Anthony Stephens

Personal information
- Full name: Anthony Stephens
- Nationality: British
- Born: 9 July 1987 (age 38) Reading, England
- Height: 1.75 m (5 ft 9 in)

Sport
- Sport: Swimming
- Club: Swansea HPC

Medal record
Men's swimming
Representing Great Britain
Paralympic Games
| Silver medal – second place | 2004 Athens | 200 m freestyle -S5 |
| Bronze medal – third place | 2004 Athens | 100 m freestyle – S5 |
| Bronze medal – third place | 2004 Athens | 50 m freestyle – S5 |
| Bronze medal – third place | 2004 Athens | 4x50 m freestyle relay– S5 |
| Bronze medal – third place | 2008 Beijing | 200 m freestyle – S5 |
IPC European Championships
| Gold medal – first place | 2009 Reykjavik | 50 m butterfly S5 |
| Gold medal – first place | 2009 Reykjavik | 50 m backstroke S5 |
| Silver medal – second place | 2009 Reykjavik | 50 m freestyle S5 |
| Silver medal – second place | 2009 Reykjavik | 100 m freestyle S5 |
| Silver medal – second place | 2009 Reykjavik | 4x50m medley relay 20pts |
| Silver medal – second place | 2014 Eindhoven | Men's 200m freestyle S5 |

= Anthony Stephens =

British Paralympic swimmer

Anthony Stephens (born 9 July 1986) is a British swimmer who has participated in three Paralympic Games, winning five medals. He competes in S5 classification events.

==Career==
Stephens began swimming at the age of three and by eight he was competing in national events.
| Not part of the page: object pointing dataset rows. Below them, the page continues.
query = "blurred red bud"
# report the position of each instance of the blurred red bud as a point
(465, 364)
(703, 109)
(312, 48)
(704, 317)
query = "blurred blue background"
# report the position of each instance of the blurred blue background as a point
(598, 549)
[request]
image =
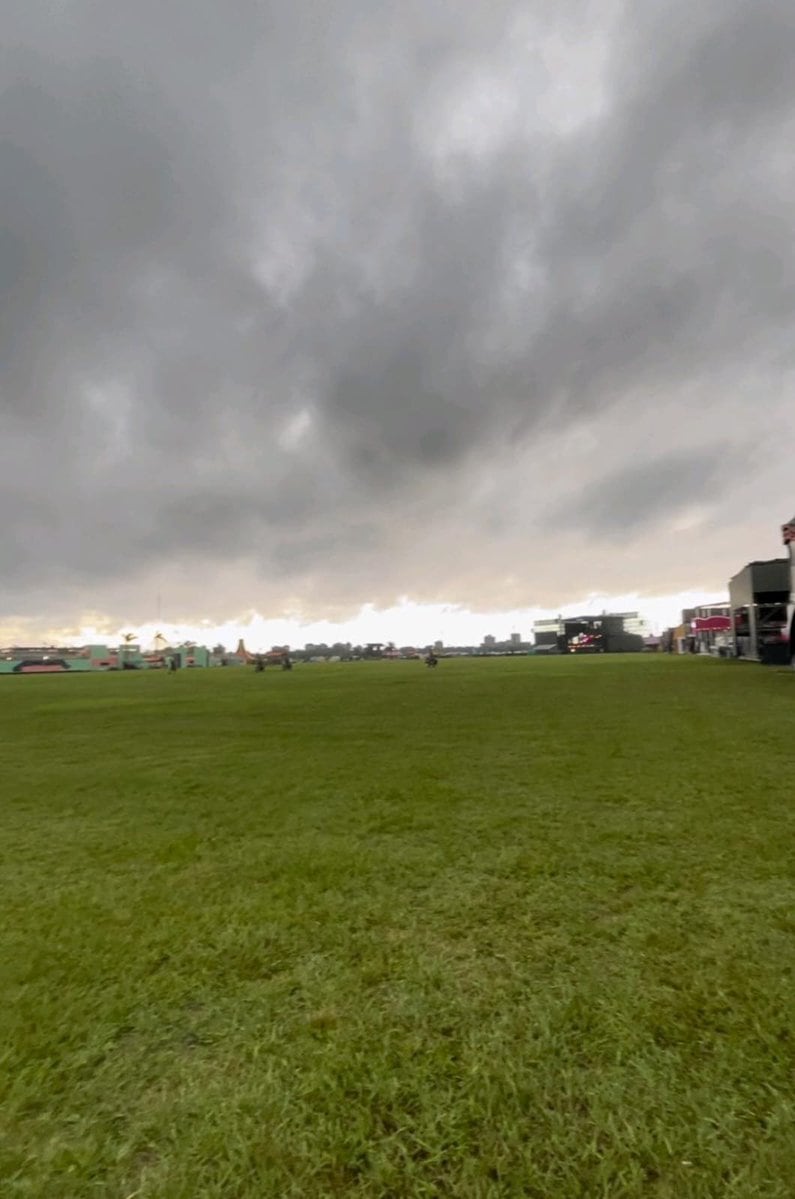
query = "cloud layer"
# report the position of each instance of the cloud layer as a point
(305, 306)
In 2003 he entered the British Championships taking gold in both the 200m Freestyle and 150m Individual Medley. He was selected for the Great Britain team in the 2004 Summer Paralympics in Athens. There he competed in seven events, the 50m, 100m and 200m Freestyle (S5), the 50m Backstroke (S5), 200m Individual Medley (S5) and the 4x50m Freestyle (20pts) and 4x50m Medley (20pts) relays.